There was, between them and my castle, the creek, which I mentioned often in the first part of my story, where I landed my cargoes out of the ship; and this I saw plainly he must necessarily swim over, or the poor wretch would be taken there; but when the savage escaping came thither, he made nothing of it, tho the tide was then up; but, plunging in, swam through in about thirty strokes, or thereabouts, landed and ran with exceeding strength and swiftness.

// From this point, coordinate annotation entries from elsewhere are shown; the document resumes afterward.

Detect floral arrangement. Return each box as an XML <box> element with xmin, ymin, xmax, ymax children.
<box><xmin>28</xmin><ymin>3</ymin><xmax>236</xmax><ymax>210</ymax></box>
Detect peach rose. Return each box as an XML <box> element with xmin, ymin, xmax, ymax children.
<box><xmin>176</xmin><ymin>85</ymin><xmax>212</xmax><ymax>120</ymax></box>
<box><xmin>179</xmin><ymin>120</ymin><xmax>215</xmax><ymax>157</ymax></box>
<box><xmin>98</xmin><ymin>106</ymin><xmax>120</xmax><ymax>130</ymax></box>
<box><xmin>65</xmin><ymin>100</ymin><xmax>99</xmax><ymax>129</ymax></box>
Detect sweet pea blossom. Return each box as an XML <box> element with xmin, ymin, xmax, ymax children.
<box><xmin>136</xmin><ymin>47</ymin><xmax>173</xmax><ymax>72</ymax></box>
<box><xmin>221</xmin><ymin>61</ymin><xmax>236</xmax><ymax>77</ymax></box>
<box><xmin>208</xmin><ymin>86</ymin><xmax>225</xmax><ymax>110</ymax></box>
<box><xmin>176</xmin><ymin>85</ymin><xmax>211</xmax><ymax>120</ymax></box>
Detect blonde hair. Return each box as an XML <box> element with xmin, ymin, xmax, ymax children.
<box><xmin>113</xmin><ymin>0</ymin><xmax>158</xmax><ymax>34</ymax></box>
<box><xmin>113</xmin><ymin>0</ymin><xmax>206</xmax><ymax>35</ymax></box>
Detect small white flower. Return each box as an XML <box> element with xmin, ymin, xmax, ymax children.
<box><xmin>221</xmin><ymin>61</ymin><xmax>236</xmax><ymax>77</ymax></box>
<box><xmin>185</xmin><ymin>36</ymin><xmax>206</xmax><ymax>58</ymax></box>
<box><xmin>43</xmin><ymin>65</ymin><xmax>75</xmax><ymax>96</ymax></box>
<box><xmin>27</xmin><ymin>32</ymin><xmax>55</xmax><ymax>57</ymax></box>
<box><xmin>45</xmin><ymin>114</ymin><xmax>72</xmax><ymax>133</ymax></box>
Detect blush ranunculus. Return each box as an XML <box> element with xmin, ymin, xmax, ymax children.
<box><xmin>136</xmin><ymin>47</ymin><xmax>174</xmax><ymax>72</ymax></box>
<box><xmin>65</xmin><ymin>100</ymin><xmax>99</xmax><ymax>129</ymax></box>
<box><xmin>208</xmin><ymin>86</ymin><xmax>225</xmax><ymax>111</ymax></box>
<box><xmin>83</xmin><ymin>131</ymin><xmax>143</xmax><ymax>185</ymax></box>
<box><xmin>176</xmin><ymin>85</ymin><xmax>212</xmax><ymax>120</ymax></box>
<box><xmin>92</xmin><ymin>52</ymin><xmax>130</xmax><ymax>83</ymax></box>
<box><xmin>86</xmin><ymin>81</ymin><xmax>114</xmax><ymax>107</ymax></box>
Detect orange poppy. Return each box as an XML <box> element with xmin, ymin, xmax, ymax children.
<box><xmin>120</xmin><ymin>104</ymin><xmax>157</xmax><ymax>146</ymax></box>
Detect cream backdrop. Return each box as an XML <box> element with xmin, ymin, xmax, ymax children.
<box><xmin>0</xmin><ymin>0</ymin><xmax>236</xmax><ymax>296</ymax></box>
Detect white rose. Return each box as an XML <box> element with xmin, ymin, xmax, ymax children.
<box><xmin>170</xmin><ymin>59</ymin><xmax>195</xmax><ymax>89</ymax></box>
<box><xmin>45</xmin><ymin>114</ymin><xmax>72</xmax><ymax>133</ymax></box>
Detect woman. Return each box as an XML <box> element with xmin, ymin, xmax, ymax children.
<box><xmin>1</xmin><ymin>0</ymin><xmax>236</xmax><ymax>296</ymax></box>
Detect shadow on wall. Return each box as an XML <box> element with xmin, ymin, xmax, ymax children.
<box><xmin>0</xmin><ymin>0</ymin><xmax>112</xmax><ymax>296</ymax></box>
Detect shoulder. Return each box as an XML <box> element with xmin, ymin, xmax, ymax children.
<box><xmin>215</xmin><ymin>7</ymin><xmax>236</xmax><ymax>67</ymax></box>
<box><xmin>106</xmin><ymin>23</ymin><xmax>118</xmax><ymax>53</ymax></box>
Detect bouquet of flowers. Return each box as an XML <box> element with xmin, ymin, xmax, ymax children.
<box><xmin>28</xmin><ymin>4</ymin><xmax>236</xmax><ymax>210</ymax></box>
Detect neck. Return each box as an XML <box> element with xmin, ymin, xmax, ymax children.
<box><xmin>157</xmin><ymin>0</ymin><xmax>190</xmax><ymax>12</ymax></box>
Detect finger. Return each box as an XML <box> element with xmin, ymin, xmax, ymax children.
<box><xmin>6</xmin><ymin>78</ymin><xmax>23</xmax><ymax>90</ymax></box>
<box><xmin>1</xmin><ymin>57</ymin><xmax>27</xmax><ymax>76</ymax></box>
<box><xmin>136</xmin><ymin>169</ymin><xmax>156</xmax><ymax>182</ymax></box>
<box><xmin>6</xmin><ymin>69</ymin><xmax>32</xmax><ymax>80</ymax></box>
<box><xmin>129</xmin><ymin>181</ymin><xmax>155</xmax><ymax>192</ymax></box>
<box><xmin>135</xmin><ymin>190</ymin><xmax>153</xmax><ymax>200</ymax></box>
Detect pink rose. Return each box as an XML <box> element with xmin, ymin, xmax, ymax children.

When the three persons came to the creek I found that two of them could swim, but the third could not, and that, standing on the other side, he looked at the others, but went no farther, and soon after went softly back again; which, as it happened, was very well for him in the end. I observed that the two who swam were yet more than twice as long swimming over the creek than the fellow was that fled from them. It came very warmly upon my thoughts, and indeed irresistibly, that now was the time to get me a servant, and perhaps a companion or assistant; and that I was plainly called by Providence to save this poor creature's life. I immediately ran down the ladder with all possible expedition, fetched my two guns, for they were both at the foot of the ladder, as I observed before, and getting up again with the same haste to the top of the hill, I crost toward the sea; and having a very short cut, and all down hill, clap'd myself in the way between the pursuers and the pursued, hallooing aloud to him that fled, who, looking back, was at first perhaps as much frightened at me as at them; but I beckoned with my hand to him to come back; and, in the mean time, I slowly advanced toward the two that followed; then rushing at once upon the foremost, I knocked him down with the stock of my piece.